Сергей приезжал перед спектаклем раньше всех, проверял реквизит, работу монтировщиков, однажды на сцене заметил торчавший гвоздь и устроил скандал. И я его понимаю: это ведь ему падать на пол, тем более после того страшного случая на гастролях.
Безруков всегда был жадным до работы. Лишь недавно научился говорить нет. Раньше его даже Табаков журил: «Серега, ты разбрасываешься». Я спорил с Олегом Павловичем: «Пусть пробует и то, и это и сам снимет фильм как режиссер».

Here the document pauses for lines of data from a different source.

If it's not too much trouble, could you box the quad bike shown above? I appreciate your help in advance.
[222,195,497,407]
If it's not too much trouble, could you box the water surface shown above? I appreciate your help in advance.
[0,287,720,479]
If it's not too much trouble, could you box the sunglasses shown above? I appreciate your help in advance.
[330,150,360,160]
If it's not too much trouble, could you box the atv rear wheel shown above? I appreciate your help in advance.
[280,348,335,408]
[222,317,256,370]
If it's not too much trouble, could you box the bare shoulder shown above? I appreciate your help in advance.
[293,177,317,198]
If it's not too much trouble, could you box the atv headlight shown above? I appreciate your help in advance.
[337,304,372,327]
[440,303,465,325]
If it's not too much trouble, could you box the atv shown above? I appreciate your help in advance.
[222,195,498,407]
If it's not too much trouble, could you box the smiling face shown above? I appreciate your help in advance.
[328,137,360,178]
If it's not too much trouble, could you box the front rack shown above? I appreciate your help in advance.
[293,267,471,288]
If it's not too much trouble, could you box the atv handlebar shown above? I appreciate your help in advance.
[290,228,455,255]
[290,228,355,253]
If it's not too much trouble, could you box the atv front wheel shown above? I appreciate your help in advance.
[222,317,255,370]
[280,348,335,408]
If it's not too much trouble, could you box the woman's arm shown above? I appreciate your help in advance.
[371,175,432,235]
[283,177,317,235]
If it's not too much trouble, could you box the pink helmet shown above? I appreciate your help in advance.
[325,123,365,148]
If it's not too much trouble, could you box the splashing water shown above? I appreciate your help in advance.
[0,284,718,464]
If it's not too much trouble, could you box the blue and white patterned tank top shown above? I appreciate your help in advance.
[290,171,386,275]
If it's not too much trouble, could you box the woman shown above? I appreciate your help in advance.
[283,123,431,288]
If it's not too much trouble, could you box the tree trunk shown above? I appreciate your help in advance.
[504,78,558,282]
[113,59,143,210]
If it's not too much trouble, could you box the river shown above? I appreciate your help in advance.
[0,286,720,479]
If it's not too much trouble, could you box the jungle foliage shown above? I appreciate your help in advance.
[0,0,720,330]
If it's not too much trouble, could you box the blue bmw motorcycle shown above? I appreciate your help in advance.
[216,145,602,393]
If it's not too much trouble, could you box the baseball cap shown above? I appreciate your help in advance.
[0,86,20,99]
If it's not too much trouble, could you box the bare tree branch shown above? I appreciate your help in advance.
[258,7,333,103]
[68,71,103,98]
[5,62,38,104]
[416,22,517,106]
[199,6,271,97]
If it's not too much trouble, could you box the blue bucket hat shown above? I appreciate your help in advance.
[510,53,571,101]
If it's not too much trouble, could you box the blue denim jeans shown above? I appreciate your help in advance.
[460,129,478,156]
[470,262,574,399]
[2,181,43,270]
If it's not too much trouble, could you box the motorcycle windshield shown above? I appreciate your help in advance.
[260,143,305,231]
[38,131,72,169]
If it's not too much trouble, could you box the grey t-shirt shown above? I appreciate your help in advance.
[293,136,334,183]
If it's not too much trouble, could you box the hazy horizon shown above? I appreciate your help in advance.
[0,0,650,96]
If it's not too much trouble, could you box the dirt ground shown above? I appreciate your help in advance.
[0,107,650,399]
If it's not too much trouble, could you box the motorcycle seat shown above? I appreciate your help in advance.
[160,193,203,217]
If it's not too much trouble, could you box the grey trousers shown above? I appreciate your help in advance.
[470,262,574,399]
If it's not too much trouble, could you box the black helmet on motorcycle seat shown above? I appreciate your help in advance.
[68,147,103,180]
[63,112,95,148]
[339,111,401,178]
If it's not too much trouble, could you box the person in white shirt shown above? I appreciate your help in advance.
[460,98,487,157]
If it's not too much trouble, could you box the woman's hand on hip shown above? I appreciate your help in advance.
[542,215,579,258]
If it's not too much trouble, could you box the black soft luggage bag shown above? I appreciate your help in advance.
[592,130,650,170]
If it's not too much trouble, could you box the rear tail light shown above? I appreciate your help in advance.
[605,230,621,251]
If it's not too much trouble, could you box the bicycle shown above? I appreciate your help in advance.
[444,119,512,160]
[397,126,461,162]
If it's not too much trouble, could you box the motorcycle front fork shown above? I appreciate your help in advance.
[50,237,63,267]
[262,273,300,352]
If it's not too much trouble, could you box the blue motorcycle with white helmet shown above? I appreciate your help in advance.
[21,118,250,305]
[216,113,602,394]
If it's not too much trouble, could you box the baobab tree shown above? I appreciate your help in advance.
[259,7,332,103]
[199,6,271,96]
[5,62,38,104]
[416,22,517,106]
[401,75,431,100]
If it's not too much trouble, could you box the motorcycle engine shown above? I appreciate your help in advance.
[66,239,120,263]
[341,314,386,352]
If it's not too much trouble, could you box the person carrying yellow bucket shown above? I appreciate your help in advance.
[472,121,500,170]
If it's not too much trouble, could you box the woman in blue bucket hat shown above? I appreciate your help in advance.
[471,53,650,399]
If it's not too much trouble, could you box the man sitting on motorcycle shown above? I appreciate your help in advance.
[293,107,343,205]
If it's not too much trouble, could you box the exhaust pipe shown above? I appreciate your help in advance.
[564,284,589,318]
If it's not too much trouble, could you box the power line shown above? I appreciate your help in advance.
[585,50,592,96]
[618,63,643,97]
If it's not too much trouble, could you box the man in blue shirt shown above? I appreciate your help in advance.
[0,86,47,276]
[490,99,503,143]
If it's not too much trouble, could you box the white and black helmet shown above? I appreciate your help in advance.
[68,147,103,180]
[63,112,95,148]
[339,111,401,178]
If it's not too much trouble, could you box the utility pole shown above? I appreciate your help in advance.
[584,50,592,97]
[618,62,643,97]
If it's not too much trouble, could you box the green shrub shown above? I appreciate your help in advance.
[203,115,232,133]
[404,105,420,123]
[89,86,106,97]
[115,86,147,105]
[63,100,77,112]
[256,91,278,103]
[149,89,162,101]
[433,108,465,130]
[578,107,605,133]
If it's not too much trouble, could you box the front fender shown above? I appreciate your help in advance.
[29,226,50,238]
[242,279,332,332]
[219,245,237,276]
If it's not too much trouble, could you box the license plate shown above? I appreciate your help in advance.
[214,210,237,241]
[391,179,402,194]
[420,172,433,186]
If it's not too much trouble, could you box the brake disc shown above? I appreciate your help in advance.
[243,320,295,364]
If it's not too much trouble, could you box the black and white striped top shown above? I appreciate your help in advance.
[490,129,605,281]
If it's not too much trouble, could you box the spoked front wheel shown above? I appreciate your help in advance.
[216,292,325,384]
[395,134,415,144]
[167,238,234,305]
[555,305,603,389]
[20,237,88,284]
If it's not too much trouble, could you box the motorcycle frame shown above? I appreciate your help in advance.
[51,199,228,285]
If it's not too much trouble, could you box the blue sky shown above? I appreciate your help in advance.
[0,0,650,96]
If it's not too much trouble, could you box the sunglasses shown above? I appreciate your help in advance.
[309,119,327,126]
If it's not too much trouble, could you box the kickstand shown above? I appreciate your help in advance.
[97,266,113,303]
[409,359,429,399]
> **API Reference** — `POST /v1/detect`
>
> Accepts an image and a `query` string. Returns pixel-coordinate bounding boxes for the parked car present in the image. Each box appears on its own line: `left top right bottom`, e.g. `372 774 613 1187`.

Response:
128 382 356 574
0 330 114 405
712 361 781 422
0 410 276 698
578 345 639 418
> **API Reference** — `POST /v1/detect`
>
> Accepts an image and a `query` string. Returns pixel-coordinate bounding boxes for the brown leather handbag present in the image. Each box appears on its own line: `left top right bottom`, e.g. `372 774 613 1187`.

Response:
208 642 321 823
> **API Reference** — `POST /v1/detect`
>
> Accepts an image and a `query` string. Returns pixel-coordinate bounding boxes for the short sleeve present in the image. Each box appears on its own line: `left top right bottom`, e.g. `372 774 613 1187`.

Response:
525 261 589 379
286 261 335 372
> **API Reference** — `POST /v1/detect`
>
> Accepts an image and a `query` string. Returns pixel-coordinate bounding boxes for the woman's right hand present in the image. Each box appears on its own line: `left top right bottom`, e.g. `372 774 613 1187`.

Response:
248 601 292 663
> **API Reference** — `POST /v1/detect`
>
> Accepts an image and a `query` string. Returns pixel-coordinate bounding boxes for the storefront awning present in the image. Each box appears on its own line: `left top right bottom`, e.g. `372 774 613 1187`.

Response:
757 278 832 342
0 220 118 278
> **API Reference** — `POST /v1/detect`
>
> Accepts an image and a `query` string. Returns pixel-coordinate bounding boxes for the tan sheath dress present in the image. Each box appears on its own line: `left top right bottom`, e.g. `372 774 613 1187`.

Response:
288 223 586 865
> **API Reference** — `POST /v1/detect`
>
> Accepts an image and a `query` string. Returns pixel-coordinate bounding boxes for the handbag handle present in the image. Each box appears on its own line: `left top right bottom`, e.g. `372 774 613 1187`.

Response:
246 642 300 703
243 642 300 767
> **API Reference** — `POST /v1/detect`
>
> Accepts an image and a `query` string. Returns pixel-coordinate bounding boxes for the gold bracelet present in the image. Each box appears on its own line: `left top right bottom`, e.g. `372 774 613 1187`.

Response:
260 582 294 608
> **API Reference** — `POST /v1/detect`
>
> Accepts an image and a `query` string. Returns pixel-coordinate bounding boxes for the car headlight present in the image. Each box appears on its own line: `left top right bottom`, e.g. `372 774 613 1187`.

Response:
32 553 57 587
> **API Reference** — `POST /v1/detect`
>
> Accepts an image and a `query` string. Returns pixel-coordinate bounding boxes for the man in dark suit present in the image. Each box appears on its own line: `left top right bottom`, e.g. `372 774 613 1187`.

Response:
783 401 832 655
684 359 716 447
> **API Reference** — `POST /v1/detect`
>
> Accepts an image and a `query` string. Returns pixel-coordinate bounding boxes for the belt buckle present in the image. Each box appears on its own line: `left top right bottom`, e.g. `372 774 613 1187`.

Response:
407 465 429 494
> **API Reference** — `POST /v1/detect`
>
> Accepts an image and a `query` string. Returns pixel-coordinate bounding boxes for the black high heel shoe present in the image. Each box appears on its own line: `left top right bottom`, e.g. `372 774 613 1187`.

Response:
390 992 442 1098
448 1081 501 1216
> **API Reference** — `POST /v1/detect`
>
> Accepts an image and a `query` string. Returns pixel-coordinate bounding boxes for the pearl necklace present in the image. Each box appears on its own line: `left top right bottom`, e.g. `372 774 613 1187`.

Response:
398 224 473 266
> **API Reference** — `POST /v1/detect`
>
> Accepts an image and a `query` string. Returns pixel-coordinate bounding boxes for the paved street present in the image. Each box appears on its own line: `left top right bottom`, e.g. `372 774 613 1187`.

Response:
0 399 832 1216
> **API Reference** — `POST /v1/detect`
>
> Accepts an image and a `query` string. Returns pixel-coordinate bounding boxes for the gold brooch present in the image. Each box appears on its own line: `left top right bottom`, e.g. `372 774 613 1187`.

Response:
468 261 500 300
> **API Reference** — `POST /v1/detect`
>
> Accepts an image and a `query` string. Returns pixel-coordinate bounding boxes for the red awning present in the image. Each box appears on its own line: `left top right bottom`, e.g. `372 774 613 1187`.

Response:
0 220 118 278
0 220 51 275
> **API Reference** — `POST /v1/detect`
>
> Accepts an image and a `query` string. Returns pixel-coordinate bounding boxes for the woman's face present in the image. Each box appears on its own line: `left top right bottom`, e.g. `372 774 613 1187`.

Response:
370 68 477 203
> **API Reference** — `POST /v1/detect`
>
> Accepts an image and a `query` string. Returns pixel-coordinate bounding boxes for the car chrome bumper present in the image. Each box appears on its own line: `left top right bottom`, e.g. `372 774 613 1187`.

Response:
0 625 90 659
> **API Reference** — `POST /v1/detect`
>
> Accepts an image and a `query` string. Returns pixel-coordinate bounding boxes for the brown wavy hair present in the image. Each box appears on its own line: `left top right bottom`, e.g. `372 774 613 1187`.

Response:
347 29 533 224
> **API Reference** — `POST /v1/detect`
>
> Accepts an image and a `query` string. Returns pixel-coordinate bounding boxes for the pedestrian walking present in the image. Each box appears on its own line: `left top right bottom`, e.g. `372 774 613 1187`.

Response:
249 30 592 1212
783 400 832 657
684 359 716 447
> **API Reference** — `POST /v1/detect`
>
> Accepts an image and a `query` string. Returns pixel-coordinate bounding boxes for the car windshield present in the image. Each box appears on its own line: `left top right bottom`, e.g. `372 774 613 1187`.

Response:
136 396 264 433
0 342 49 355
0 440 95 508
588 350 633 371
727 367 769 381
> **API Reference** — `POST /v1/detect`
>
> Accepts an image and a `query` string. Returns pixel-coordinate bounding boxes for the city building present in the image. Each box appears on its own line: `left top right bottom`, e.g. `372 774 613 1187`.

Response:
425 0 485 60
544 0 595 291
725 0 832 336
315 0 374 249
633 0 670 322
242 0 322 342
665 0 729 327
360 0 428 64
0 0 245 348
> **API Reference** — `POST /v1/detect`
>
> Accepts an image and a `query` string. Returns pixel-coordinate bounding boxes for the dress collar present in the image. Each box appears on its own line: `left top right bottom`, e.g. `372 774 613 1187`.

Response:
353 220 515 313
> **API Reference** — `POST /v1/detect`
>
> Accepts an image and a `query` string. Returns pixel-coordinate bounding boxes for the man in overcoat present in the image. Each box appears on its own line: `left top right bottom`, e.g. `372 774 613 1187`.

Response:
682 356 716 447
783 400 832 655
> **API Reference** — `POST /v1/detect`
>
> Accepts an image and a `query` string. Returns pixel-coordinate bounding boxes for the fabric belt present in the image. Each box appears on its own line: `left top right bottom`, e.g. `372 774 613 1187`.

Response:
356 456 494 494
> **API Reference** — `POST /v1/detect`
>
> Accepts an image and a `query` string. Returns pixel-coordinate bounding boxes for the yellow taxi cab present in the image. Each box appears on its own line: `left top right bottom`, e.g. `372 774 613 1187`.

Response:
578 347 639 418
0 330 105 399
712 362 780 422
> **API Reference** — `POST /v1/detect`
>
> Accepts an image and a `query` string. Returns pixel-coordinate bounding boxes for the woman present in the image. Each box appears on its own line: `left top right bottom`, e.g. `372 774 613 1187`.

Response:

Видел, как расстроился Табаков, когда Сергей покинул театр. Сказал тогда мэтру: «Ваши птенцы вылетают из гнезда, но это же замечательно! Для Безрукова открываются новые возможности». И Табаков согласился. Женя Миронов, Володя Машков уходили из «Табакерки», тоже расстраивая мастера, но в этом философия театра.
— В ваших постановках в «Табакерке» не раз играла Анастасия Заворотнюк.
— Для меня ее открыл Сережа Безруков. В «Психе» есть персонаж — медсестра, она единственная понимала, что герой — не душевнобольной, и стала его ангелом-хранителем. Исключительно благодаря ей герой выбирается из клиники. Я думал: кто способен сыграть эту роль? Сергей посоветовал: «У нас есть актриса, в которой есть что-то ангельское». Когда я вгляделся в Настю, влюбился в ее глаза-вишенки, странную бледность, очаровательную улыбку и утвердил на медсестру. Настя поразила тем, что на первую же репетицию надела белый халатик. Спрашиваю:
— Зачем?
— Мне надо...
Белый цвет халатика и шапочки мгновенно превратил ее в ангела, хотя я не посвящал Настю в свою идею. Она сама для себя все решила. До сих пор перед глазами ее улыбка... Со временем, конечно, она стала меняться, с возрастом в ней появилась грусть, а в юности Настя излучала чистый свет, тут они совпадали с Сергеем.
Когда ставил «Феликса Круля», понимал, что Настя обязательно должна играть, и она блестяще справилась с ролью влюбленной в героя девушки. Она тоже ушла из «Табакерки» — не смогла совмещать сцену и кино. Приезжала на спектакли, падая от усталости. «Моя прекрасная няня» отняла ее у театра. Однажды Настя призналась: «Ребята, не могу приезжать на спектакли». О репетициях вообще речи не шло. Я просил не бросать хотя бы мои постановки. Не получилось. Сегодня желаю Насте лишь одного — здоровья.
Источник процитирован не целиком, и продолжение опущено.